- Corona El rey Carlos III reaparece en público visitando un centro de tratamiento de cáncer
- Reino Unido El rey Carlos III o la resiliencia de la Monarquía británica
"Siempre es un poco un shock cuando te lo dicen, ¿verdad?". La confesión de Carlos III a Lesley Woodbridge, en segunda ronda de quimioterapia por un sarcoma, puso el contrapunto humano a la esperada reaparición en público del monarca británico el pasado martes tras su propio diagnóstico de cáncer y a tiempo para el primer aniversario de su histórica coronación.
En el hospital MacMillan de Londres dejó una profunda huella la visita del rey táctil, presto a dar no ya una sino las dos manos a los enfermos en señal de alivio y esperanza, mientras la reina Camila compartía también sus experiencias con las familias. Fue una visita hasta cierto punto íntima, como prolongación de aquellos apretones de manos de la misa del Domingo de Resurrección en la que Carlos III ensayó ya su nuevo papel como un monarca vulnerable y cercano de 75 años.

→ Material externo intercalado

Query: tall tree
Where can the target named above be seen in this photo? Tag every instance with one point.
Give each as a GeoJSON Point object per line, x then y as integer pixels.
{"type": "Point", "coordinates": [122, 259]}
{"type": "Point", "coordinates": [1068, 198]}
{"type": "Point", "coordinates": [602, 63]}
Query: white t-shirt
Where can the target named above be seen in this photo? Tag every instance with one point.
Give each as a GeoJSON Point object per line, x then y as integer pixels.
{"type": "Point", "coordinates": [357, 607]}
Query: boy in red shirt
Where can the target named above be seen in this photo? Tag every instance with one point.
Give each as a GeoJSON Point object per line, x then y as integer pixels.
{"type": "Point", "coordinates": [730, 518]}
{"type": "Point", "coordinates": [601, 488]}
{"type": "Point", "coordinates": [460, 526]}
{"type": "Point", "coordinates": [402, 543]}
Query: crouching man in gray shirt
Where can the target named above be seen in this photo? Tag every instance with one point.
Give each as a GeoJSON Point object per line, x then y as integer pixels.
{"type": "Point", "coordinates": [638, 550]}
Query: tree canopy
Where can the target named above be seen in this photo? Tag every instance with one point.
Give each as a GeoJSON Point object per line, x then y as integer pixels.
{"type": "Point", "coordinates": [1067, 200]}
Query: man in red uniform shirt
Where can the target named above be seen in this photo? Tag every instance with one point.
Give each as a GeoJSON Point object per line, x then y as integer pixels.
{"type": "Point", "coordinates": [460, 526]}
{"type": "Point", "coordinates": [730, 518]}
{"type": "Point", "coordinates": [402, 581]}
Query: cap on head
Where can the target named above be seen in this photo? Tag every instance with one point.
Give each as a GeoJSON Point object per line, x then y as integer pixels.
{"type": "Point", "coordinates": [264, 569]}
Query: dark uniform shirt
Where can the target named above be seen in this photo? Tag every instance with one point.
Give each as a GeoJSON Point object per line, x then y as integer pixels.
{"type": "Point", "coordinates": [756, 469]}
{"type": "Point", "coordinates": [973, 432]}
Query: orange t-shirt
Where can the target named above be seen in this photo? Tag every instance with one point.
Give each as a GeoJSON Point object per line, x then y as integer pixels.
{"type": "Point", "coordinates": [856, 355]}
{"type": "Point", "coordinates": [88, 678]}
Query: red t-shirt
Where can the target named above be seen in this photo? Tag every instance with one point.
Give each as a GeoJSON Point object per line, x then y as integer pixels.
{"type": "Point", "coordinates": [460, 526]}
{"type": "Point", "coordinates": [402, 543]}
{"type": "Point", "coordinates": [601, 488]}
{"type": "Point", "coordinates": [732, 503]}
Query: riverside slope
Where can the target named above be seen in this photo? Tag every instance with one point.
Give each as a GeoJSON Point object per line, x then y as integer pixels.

El shock de su propio diagnóstico, unido al anuncio de Kate Middleton, ha dejado paso a una sensación de empatía compartida por millones de británicos y reflejada en las encuestas que le dan al rey Carlos un 66% de popularidad, el punto más alto desde que heredó la Corona en septiembre del 2022, entonces con un 70% de aprobación popular..
La imagen del príncipe petulante e irascible que arrastró durante décadas quedó atrás, como certificó el propio Carlos cuando bromeó en el último banquete anual del Lord Mayor de Londres sobre "las frustrantes vicisitudes por las que pasé con las plumas y los tinteros en el último año". Pese a los borrones iniciales, lo cierto es que la transición entre los dos reinados fue al final bastante más suave de lo que muchos presagiaban... Hasta que Carlos y Kate pasaron por la London Clinic y todo se precipitó, gracias también en parte a los silencios y a la torpeza de la Casa Real a la hora de marcar la narrativa.
El revuelo no cesa en las redes, y días antes de la reaparición de Carlos asistimos al último delirio de la rumorología, proveniente desde los medios digitales del otro lado del Atlántico y propagado por el coro incesante de nuestras tertulias. Que si el rey "no está bien", que si han puesto al día la operación Menai Bridge -los planes para su funeral-...
"Estoy bien, gracias", fueron las palabras del rey en su visita al hospital McMillan, en su nuevo papel de patrono de Cancer Research UK. Se le veía más pálido y más delgado, sí, pero de buen humor y con una aspecto relativamente saludable, teniendo en cuenta que ese mismo día pasó por terapia. Llevaba su famosa corbata rosa con pequeños dinosaurios azules, y esa fue una señal que no pasaron por alto los cronistas reales. "Cuando C-Rex lleva la corbata de los T-Rex, probablemente es porque siente que tiene la primavera a sus pies", escribió su biógrafo Robert Hardman. "El rey está ansioso por más apariciones cara a cara. Y la semana que viene empiezan las fiestas en los jardines del Palacio de Buckingham".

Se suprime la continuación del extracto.